Maad Dad is a 2013 Malayalam film, directed by Revathy S Varmha, starring Lal, Nazriya Nazim, Meghana Raj, Lalu Alex, Padmapriya and Pooja Gandhi. It marked Nazriya’s debut film as a leading actress.

Cast
 Lal as Palachottil Geevargees Kuriyakose Isow
 Nazriya Nazim as Mariya
 Meghana Raj as Anuradha/Annamma (Wife of Palachottil Geevargees Kuriyakose Isow)
 Lalu Alex as Soda Mathan (Bony's Dad)
 Padmapriya as Dr. Rasiya
 Pooja Gandhi as Lisa
 Vijayaraghavan as Krishnettan
 Balu R Nair as Ansari
 Janardanan as Mamachan
 Aiswarya as Sosamma (Mrs.

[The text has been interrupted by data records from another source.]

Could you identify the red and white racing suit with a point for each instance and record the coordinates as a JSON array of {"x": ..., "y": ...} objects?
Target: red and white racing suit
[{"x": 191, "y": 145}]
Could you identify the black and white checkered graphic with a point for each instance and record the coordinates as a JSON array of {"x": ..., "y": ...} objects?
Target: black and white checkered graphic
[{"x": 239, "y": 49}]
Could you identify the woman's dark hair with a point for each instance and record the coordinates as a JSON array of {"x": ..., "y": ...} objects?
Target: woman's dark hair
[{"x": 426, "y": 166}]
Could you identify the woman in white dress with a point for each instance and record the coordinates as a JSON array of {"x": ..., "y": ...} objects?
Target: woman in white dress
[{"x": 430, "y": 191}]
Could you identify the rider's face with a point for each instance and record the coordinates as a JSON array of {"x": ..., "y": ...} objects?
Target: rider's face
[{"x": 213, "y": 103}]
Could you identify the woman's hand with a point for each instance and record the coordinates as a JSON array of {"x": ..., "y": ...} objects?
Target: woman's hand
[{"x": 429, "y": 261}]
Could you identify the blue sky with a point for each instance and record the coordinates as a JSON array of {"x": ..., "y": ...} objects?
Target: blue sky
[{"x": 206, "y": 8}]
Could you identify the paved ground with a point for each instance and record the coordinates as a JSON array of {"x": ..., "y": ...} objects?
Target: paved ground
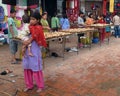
[{"x": 94, "y": 72}]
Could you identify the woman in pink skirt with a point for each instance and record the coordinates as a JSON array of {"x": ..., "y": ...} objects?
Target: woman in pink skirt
[{"x": 33, "y": 64}]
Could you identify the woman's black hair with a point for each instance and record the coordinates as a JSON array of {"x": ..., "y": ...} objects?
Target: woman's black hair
[
  {"x": 64, "y": 16},
  {"x": 26, "y": 19},
  {"x": 44, "y": 14},
  {"x": 90, "y": 15},
  {"x": 37, "y": 16}
]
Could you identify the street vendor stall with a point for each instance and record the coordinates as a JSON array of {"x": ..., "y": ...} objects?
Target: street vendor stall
[
  {"x": 55, "y": 36},
  {"x": 87, "y": 31},
  {"x": 99, "y": 26}
]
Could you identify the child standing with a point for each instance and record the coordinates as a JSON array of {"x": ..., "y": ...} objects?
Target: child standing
[
  {"x": 24, "y": 35},
  {"x": 33, "y": 65},
  {"x": 102, "y": 30}
]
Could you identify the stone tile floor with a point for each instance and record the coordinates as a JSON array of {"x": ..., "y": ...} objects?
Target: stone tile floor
[{"x": 94, "y": 72}]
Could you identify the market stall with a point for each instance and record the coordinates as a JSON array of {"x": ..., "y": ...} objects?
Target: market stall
[{"x": 99, "y": 26}]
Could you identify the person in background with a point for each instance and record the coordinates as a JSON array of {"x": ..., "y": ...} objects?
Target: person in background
[
  {"x": 81, "y": 24},
  {"x": 55, "y": 23},
  {"x": 44, "y": 22},
  {"x": 108, "y": 21},
  {"x": 25, "y": 16},
  {"x": 116, "y": 22},
  {"x": 24, "y": 35},
  {"x": 90, "y": 19},
  {"x": 33, "y": 65},
  {"x": 64, "y": 22},
  {"x": 102, "y": 30},
  {"x": 12, "y": 33}
]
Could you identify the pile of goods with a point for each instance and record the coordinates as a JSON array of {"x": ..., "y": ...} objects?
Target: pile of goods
[
  {"x": 99, "y": 25},
  {"x": 78, "y": 30},
  {"x": 55, "y": 34}
]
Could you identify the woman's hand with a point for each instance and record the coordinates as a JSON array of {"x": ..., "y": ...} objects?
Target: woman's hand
[{"x": 27, "y": 42}]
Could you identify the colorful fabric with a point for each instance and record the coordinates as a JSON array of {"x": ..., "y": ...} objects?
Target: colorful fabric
[
  {"x": 89, "y": 21},
  {"x": 34, "y": 62},
  {"x": 65, "y": 24},
  {"x": 38, "y": 35},
  {"x": 38, "y": 77},
  {"x": 55, "y": 22},
  {"x": 44, "y": 23},
  {"x": 11, "y": 22}
]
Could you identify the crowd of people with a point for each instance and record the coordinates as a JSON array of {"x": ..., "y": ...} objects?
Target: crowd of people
[{"x": 32, "y": 36}]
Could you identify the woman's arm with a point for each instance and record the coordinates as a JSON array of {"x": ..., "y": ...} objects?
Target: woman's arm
[{"x": 28, "y": 41}]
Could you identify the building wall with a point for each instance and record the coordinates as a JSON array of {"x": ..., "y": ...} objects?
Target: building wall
[
  {"x": 88, "y": 5},
  {"x": 5, "y": 7}
]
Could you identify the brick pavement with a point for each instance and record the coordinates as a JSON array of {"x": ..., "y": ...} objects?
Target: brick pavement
[{"x": 92, "y": 72}]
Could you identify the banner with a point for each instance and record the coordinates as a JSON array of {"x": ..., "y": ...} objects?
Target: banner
[{"x": 111, "y": 8}]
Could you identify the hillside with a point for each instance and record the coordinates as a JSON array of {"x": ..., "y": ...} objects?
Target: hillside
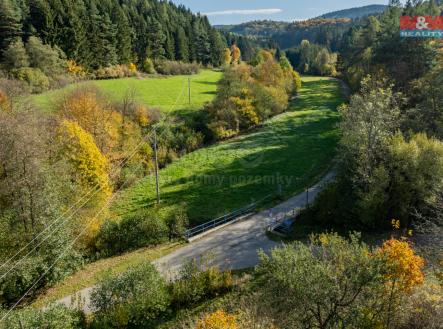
[
  {"x": 296, "y": 147},
  {"x": 102, "y": 33},
  {"x": 355, "y": 13},
  {"x": 170, "y": 94}
]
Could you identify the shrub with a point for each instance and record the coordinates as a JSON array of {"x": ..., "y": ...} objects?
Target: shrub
[
  {"x": 148, "y": 66},
  {"x": 218, "y": 320},
  {"x": 18, "y": 281},
  {"x": 176, "y": 68},
  {"x": 115, "y": 72},
  {"x": 52, "y": 317},
  {"x": 133, "y": 299},
  {"x": 326, "y": 284},
  {"x": 75, "y": 69},
  {"x": 142, "y": 229},
  {"x": 199, "y": 281},
  {"x": 49, "y": 60},
  {"x": 5, "y": 104},
  {"x": 15, "y": 55},
  {"x": 34, "y": 77},
  {"x": 405, "y": 268}
]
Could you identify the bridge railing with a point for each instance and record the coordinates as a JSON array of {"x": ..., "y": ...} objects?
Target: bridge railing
[{"x": 228, "y": 218}]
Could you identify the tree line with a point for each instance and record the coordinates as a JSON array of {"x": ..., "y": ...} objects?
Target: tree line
[{"x": 104, "y": 33}]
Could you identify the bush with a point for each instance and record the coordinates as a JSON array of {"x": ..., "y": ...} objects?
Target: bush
[
  {"x": 115, "y": 72},
  {"x": 36, "y": 79},
  {"x": 218, "y": 320},
  {"x": 198, "y": 281},
  {"x": 141, "y": 229},
  {"x": 176, "y": 68},
  {"x": 52, "y": 317},
  {"x": 18, "y": 281},
  {"x": 148, "y": 66},
  {"x": 133, "y": 299}
]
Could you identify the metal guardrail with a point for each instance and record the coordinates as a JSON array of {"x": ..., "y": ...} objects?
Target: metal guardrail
[
  {"x": 228, "y": 218},
  {"x": 290, "y": 214}
]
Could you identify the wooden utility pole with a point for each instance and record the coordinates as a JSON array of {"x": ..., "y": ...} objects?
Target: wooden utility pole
[
  {"x": 307, "y": 197},
  {"x": 189, "y": 90},
  {"x": 157, "y": 183}
]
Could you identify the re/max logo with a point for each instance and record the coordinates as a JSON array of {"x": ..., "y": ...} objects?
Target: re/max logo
[{"x": 421, "y": 26}]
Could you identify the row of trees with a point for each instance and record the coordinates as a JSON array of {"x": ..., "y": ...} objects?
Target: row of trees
[
  {"x": 391, "y": 151},
  {"x": 103, "y": 33},
  {"x": 248, "y": 95},
  {"x": 330, "y": 282},
  {"x": 313, "y": 59},
  {"x": 59, "y": 173}
]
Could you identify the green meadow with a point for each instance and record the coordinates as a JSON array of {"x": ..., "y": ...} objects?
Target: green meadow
[
  {"x": 288, "y": 153},
  {"x": 170, "y": 94}
]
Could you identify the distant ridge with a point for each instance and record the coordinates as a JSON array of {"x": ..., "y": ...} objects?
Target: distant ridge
[{"x": 357, "y": 12}]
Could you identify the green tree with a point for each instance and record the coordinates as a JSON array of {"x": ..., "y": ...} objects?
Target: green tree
[
  {"x": 123, "y": 36},
  {"x": 10, "y": 24},
  {"x": 181, "y": 45},
  {"x": 156, "y": 40},
  {"x": 15, "y": 55},
  {"x": 44, "y": 57},
  {"x": 134, "y": 298},
  {"x": 329, "y": 283}
]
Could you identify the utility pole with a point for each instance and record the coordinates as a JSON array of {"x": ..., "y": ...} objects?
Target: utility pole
[
  {"x": 157, "y": 184},
  {"x": 189, "y": 90},
  {"x": 307, "y": 197}
]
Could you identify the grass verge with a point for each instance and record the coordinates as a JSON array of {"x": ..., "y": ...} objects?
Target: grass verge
[
  {"x": 154, "y": 91},
  {"x": 287, "y": 154},
  {"x": 92, "y": 273}
]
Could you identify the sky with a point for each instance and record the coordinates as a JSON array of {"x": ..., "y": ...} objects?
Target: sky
[{"x": 239, "y": 11}]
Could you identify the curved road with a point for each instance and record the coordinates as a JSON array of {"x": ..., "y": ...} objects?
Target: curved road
[{"x": 232, "y": 247}]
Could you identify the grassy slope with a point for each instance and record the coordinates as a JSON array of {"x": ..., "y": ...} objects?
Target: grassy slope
[
  {"x": 159, "y": 92},
  {"x": 298, "y": 145},
  {"x": 92, "y": 273}
]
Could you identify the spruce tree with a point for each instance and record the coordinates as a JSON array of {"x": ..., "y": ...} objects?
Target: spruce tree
[
  {"x": 10, "y": 24},
  {"x": 181, "y": 45}
]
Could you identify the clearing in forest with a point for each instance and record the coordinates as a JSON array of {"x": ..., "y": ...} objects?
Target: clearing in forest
[{"x": 291, "y": 151}]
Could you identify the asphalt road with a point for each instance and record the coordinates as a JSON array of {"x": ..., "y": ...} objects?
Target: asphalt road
[{"x": 234, "y": 246}]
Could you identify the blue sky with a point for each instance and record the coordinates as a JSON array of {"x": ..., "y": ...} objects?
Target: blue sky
[{"x": 238, "y": 11}]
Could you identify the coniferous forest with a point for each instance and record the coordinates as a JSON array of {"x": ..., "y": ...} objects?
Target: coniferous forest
[{"x": 101, "y": 33}]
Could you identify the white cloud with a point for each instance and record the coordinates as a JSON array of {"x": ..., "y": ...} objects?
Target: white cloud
[{"x": 245, "y": 12}]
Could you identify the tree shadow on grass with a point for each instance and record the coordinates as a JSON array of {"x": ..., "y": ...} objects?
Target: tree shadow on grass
[{"x": 291, "y": 150}]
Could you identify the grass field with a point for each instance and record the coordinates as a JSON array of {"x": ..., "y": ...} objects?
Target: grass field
[
  {"x": 168, "y": 93},
  {"x": 291, "y": 150},
  {"x": 92, "y": 273}
]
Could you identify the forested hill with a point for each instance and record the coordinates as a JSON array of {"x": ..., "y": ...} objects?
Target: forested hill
[
  {"x": 355, "y": 13},
  {"x": 99, "y": 33}
]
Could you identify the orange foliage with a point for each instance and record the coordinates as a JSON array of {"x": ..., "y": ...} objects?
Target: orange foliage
[
  {"x": 142, "y": 117},
  {"x": 405, "y": 268},
  {"x": 218, "y": 320},
  {"x": 270, "y": 74},
  {"x": 84, "y": 107},
  {"x": 75, "y": 69},
  {"x": 5, "y": 105},
  {"x": 132, "y": 67},
  {"x": 227, "y": 56}
]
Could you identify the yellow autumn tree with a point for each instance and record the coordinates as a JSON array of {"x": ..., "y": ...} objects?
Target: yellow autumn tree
[
  {"x": 89, "y": 169},
  {"x": 404, "y": 266},
  {"x": 5, "y": 104},
  {"x": 84, "y": 107},
  {"x": 89, "y": 164},
  {"x": 218, "y": 320},
  {"x": 244, "y": 106},
  {"x": 236, "y": 54},
  {"x": 227, "y": 58}
]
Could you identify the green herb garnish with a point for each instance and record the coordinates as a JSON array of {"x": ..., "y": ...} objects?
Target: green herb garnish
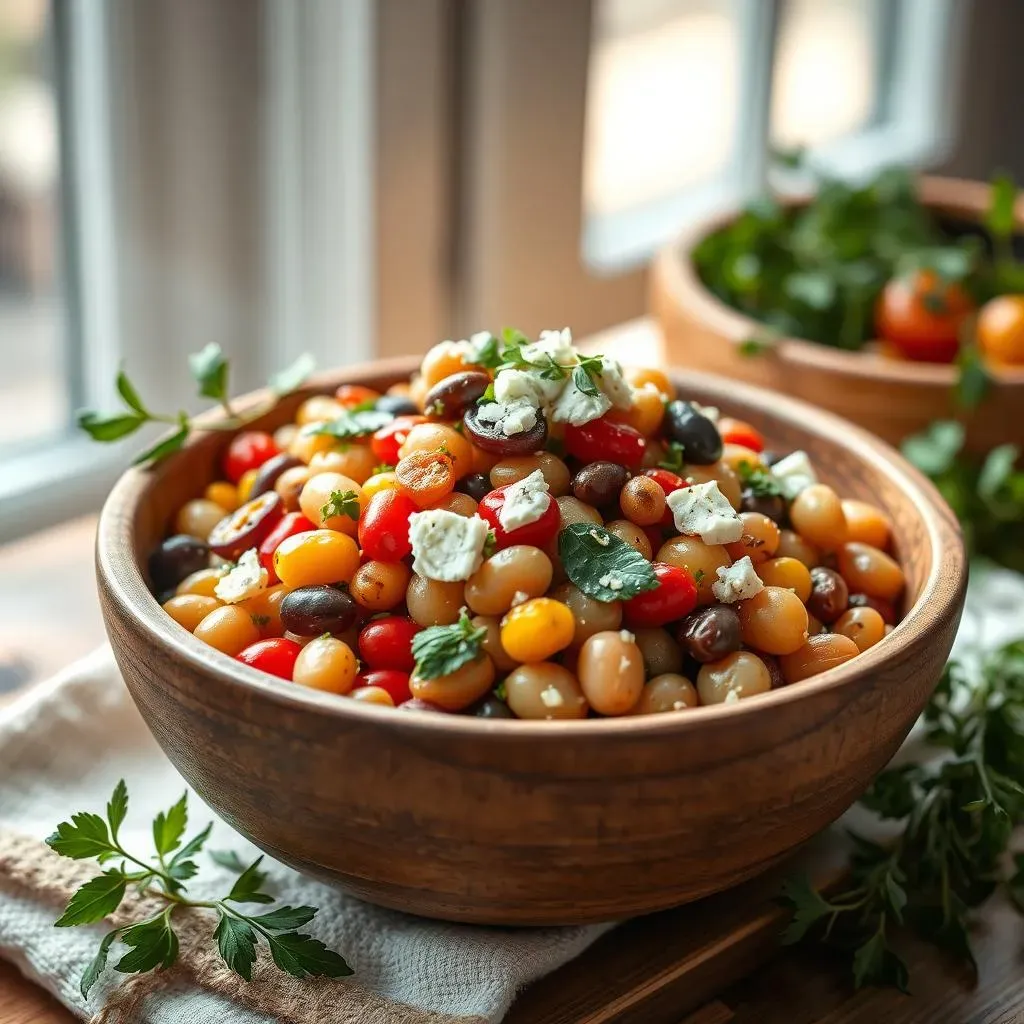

Mathan)
 Sreejith Vijay as Bonnie (Love interest of Mariya)
 Kovai Sarala as Dawini D’Zosa
 Salim Kumar as Giridhar
 Shari as Sarala
Balu Varghesse as Young Easho
 Lakshmi Priya as Omana

Production
Mohanlal was to play the title role first, but he was replaced by Lal. Also Shweta Menon was first signed for a role but had to opt out due to pregnancy. She was replaced by Padmapriya. Archana Kavi, who was to play an important role, has been replaced by Nazriya Nazim.

Critical reception
Malayala Manorama called it  a good movie.  Other critics were negative about the film's qualities.